We emit mesh shaders-based draw calls in a command buffer using vkCmdDrawMeshTasksEXT, which simply takes the workgroup grid's dimensions (for the task shader if present, otherwise for the mesh shader) as arguments (we may also use one of its indirect variants: vkCmdDrawMeshTasksIndirectEXT and vkCmdDrawMeshTasksIndirectCountEXT; the buffer should hold VkDrawMeshTasksIndirectCommandEXT objects).
G.X. Additional resources
Khronos provides two samples related to mesh shading: a very basic one (without the usual detailed README) and a more advanced one. They also have a blog post on the topic. Moreover, the related GLSL/OpenGL extension has its own specification (information about finer aspects of task/mesh shaders is sparse outside of this document). You may also want to take a look at the following materials:
- A very clear XDC 2022 presentation by Ricardo Garcia (the short format implies that it is not too detailed; still, it contains good practical advice).
- A nice blog post by Jglrxavpok.
- A Vulkanised 2023 presentation by Timur Kristóf about mesh shading in Vulkan (also see this blog post of his, though it predates the Vulkan extension he helped develop).

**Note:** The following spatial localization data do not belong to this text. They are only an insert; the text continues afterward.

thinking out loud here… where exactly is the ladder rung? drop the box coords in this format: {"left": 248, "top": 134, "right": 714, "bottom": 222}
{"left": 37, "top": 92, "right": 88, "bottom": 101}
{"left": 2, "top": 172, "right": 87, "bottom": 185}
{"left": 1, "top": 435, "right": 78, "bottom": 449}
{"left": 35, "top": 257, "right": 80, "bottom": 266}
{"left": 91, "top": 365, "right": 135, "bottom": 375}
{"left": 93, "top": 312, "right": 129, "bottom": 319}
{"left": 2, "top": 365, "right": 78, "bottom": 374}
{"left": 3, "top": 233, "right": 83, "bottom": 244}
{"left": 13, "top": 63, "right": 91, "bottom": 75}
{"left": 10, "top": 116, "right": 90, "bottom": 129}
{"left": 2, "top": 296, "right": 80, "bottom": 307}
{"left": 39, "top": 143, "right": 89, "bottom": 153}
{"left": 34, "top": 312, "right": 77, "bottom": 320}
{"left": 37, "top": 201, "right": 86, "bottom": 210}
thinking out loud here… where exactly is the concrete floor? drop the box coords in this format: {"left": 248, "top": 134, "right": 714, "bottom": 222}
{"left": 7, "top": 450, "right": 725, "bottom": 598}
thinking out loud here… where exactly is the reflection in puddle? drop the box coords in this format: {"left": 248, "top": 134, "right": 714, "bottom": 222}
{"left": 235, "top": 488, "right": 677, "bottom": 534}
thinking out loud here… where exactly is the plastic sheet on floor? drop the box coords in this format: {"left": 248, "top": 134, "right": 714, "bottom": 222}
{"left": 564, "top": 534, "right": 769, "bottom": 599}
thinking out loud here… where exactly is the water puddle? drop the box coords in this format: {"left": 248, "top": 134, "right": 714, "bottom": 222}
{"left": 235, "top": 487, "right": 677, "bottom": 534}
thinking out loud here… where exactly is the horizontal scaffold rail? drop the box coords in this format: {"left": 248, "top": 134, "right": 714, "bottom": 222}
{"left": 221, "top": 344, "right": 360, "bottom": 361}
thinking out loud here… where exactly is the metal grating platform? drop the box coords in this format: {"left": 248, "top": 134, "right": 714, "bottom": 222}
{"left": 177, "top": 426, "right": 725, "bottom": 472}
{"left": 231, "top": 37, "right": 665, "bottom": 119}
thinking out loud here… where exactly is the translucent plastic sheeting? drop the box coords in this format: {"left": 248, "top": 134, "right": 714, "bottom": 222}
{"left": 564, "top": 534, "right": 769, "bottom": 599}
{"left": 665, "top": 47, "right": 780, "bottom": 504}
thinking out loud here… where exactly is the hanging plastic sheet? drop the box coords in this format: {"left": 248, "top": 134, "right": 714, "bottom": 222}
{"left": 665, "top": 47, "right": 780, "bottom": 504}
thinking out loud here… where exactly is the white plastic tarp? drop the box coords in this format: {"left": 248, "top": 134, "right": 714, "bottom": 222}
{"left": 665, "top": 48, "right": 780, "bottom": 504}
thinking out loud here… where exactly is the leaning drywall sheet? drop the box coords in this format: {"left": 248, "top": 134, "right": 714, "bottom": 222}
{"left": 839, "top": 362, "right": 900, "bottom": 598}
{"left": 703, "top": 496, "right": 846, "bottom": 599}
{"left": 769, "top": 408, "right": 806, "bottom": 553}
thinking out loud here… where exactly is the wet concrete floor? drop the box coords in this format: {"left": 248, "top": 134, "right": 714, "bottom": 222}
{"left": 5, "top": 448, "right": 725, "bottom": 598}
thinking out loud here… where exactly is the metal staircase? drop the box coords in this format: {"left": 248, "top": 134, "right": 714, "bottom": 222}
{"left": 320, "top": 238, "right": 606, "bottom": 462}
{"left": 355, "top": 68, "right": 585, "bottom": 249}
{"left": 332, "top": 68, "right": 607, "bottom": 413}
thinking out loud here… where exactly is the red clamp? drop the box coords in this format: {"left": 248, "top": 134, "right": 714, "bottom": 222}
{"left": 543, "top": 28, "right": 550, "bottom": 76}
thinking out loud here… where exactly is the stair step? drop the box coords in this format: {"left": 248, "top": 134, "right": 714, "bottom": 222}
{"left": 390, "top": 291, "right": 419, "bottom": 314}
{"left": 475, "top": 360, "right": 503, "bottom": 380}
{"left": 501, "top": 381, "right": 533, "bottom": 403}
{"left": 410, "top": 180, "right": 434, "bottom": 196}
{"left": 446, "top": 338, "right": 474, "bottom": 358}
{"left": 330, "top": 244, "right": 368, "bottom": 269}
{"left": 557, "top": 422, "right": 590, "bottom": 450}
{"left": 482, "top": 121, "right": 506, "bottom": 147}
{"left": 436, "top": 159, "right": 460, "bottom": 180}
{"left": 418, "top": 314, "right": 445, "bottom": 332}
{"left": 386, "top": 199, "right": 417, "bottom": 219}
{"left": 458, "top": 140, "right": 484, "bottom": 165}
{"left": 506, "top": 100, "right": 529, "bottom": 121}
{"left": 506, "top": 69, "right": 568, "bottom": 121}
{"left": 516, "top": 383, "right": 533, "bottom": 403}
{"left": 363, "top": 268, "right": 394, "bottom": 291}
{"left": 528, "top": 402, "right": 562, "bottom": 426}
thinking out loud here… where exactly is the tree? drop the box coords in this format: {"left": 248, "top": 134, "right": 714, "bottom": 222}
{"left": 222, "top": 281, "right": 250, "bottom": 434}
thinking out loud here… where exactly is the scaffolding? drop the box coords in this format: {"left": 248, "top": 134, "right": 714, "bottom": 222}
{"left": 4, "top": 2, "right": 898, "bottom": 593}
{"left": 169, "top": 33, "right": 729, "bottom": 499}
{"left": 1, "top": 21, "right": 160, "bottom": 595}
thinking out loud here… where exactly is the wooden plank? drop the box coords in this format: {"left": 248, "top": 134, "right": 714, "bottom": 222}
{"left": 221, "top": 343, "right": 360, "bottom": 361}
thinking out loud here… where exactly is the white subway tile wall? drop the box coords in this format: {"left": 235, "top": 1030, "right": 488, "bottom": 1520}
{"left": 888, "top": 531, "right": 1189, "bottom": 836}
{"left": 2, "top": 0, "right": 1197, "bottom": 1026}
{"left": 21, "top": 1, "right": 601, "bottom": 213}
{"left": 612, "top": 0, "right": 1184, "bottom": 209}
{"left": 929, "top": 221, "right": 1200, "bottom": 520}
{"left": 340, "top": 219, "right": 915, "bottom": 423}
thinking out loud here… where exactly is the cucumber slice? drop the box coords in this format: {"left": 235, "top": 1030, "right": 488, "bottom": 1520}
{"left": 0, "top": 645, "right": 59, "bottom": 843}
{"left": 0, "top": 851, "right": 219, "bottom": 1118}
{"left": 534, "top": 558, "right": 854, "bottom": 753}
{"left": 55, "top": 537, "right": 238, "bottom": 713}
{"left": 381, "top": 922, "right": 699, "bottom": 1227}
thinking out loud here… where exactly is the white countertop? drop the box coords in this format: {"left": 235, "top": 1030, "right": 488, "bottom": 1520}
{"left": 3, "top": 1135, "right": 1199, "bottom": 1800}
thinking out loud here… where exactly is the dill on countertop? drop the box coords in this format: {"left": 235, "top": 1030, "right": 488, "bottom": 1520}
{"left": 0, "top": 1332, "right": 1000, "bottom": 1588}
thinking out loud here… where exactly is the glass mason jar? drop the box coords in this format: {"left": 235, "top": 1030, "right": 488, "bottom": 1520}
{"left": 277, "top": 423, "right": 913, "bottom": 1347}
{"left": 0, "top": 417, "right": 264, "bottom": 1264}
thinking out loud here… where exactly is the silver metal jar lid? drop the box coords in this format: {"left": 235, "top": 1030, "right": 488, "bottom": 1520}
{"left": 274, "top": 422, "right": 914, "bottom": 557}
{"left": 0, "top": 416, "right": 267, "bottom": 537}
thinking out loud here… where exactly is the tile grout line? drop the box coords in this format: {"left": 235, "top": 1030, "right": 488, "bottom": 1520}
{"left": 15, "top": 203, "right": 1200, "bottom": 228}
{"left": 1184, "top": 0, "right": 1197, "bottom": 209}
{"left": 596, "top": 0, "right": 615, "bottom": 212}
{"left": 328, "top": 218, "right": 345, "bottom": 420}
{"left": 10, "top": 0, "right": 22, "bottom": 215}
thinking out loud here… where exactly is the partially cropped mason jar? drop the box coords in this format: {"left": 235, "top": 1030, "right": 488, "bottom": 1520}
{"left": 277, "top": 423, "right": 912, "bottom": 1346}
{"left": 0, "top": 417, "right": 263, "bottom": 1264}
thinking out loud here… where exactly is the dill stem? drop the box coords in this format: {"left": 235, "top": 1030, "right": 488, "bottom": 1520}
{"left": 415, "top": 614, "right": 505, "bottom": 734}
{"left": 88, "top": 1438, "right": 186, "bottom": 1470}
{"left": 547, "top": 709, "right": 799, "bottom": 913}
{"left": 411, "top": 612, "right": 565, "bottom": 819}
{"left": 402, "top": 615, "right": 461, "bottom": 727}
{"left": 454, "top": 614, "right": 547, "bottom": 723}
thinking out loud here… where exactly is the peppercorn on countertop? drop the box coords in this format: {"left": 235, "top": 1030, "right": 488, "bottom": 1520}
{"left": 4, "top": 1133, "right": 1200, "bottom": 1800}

- A SIGGRAPH presentation by Brian Karis about Nanite, a component of Unreal Engine 5 that relies on mesh shading. Note that Nanite also handles rasterization in a custom manner: large enough triangles go through the classical hardware rasterizer, but they handle small triangles through a custom, compute shader-based rasterizer. They do this because the hardwired rasterizers of modern GPUs have bad performance for small/thin triangles (SimonDev has a great video on the topic). The results for both types of triangles are then assembled in another compute shader, where color information also gets computed (the presentation discusses some interesting tricks). A tangentially related blog post by Maister contains some additional information on implementing a Vulkan-based Nanite-like renderer; this series of posts by Jglrxavpok also looks very interesting, and so does this blog post by John Hable (whose entire blog is worth checking out). For justification as to why rendering pipelines are based on blocks of 2x2 pixels (which is the root of most hardware rasterizer limitations), see this blog post on derivatives.
H. Device groups
Device groups were introduced in an extension which is part of core Vulkan since version 1.1. It enables using distinct physical GPUs as if they were one and the same. This is mostly useful for doing things à la NVLink. This extension is very niche so we will not discuss it in further detail: just know that it exists.
X. Additional resources
Charles Giessen gave a presentation about modern renderers at Vulkanised 2025, where he discusses most of the techniques mentioned above. It can serve as a good recap of this chapter.